Im Subrosa versuchten wir, Menschen für politischen Aktivismus zu begeistern. Mit Erfolg. Bei einer leckeren Suppe und mit vielen Menschen diskutierten wir darüber, warum es sinnvoll ist, sich zu engagieren und was menschen davon abhält aktiv zu werden.
 
Am 6.11. luden wir ins Fahrradkinokombinat in der Alten Mu zu dem Vortrag „Kolonisierung und Widerstand der Khanten in West-Sibirien“ ein. Darin wurde ein Überblick über die Geschichte der Khanten seit Beginn der Kolonisation bis heute gegeben. Besonderer Fokus lag auf dem Widerstand dieser indigenen Gruppe gegen die Unterdrückung ihrer Kultur und die Ausbeutung ihres Landes für die Profite von russischen Konzernen. Ebenso gab es einen Büchertisch mit vielen Informationen zur Kolonisation von Sibirien und den Khanten und darüber hinaus zu anderen indigenen Kämpfen gegen fossile Infrastrukturprojekte auf der ganzen Welt. 

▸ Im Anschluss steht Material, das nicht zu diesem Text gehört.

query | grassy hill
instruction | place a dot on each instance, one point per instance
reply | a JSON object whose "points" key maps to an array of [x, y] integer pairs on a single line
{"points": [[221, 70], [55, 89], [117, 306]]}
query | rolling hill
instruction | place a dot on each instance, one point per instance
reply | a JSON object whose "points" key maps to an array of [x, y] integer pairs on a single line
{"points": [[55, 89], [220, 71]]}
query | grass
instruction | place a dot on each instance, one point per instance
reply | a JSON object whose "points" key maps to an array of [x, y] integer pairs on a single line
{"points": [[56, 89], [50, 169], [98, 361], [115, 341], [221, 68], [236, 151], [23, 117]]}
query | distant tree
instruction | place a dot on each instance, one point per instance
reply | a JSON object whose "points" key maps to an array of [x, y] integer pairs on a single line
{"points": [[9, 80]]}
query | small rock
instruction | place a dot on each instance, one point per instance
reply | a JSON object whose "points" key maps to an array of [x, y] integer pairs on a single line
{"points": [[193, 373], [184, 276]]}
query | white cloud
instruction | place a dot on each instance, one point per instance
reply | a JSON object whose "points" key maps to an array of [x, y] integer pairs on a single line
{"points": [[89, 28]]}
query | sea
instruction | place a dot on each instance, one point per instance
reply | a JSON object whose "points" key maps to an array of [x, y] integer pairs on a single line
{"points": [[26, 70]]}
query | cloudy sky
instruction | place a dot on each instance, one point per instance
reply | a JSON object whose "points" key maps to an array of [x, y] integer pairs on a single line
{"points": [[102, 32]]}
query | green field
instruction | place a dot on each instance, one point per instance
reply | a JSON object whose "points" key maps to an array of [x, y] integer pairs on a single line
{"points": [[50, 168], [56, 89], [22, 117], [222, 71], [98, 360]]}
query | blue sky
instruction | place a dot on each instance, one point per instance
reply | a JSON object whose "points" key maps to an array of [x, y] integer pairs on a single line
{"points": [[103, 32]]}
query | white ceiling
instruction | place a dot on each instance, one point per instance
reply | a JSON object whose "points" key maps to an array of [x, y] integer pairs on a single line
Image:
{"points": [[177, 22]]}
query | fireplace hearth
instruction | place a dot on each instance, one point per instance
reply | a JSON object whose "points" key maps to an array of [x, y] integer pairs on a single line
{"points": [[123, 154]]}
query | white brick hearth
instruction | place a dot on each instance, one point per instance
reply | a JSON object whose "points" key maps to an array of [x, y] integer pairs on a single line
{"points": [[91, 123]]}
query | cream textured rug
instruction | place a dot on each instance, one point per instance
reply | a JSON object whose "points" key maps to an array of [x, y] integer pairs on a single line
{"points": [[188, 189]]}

Nach dem Vortrag gab es wertvolle Anmerkungen aus dem Publikum zur politischen Opposition im heutigen Russland.
Naturschutz wird immer wieder auch aus der rechten Ecke genutzt, um rechte und völkische Ideologie zu verbreiten. Um auf das Thema aufmerksam zu machen, organisierten wir einen Vortrag mit Workshop an der Uni.
Für den 28.11. hatten wir Jonathan Eibisch eingeladen, um gemeinsam über die Politische Theorie des Anarchismus zu reden. Wir freuen uns, dass die Veranstaltung auf sehr reges Interesse traf. Nach dem Vortrag und anschließenden Fragen blieben zu später Stunde noch einige Menschen zum Gespräch über anarchistische Praxis im Café der Alten Meierei. Offensichtlich gibt es in Kiel einen großen Bedarf an anarchistischer politischer Bildung, den wir in Zukunft gerne weiter bedienen möchten. 
Im Rahmen des Antifawochenendes organisierten wir ein kleines Aktionstraining, welches sich hauptsächlich mit Sitzblockaden beschäftigte. In wie weit wir Menschen die Aktionsform nahe bringen konnten, werden wir sehen 🙂
Immer wieder Demos. Immer wieder kleistern. Immer wieder die gleichen Texte schreiben. Das Protest auch anders aussehen kann haben wir beim Workshop zu kreativen Aktionsformen gelernt. Wie kann Ad Busting gelingen? Welche Möglichkeiten habe ich auch mit wenig Menschen, meinen Protest sichtbar zu machen? Um diese und weitere spannende Fragen drehte sich das tagesfüllende Programm.
Feminismus
In mehreren Städten gab es dieses Jahr Aktionen und Kundgebungen im Rahmen des Aktionstags für trans*Gesundheit. In Kiel beteiligten sich 40 Menschen an einer Kundgebung vor dem Medizinischen Dienst der Krankenkassen. Mit der Kundgebung wurde auf die menschenverachtenden Praktiken gegenüber trans* und nicht-binären Personen aufmerksam gemacht.
Dieses Jahr waren viele Christopher Street Days von rechten Anfeidungen, Angriffen und Gegendemostrationen betroffen. Wir beteiligten uns mit einer gemeinsamen Anreise zum ersten CSD in Wismar, den rund 200 Neonazis zu stören versuchten. Die Nazis sind nur wenige hundert Meter gelaufen, haben sich dann aber zum Teil in der Stadt verteilt. Es war reines Glück, dass es dabei nicht zu größeren Zwischenfällen oder Verletzten kam.
Ausblick
2024 war für uns ein ereignisreiches Jahr. Auch wenn die Zeiten mit einer immer weiter fortschreitenden Klimakatastrophe und einem forlaufenden Rechtsruck in Politik und Gesellschaft nicht gut aussehen, freuen wir uns auf ein kämpferisches Jahr 2025!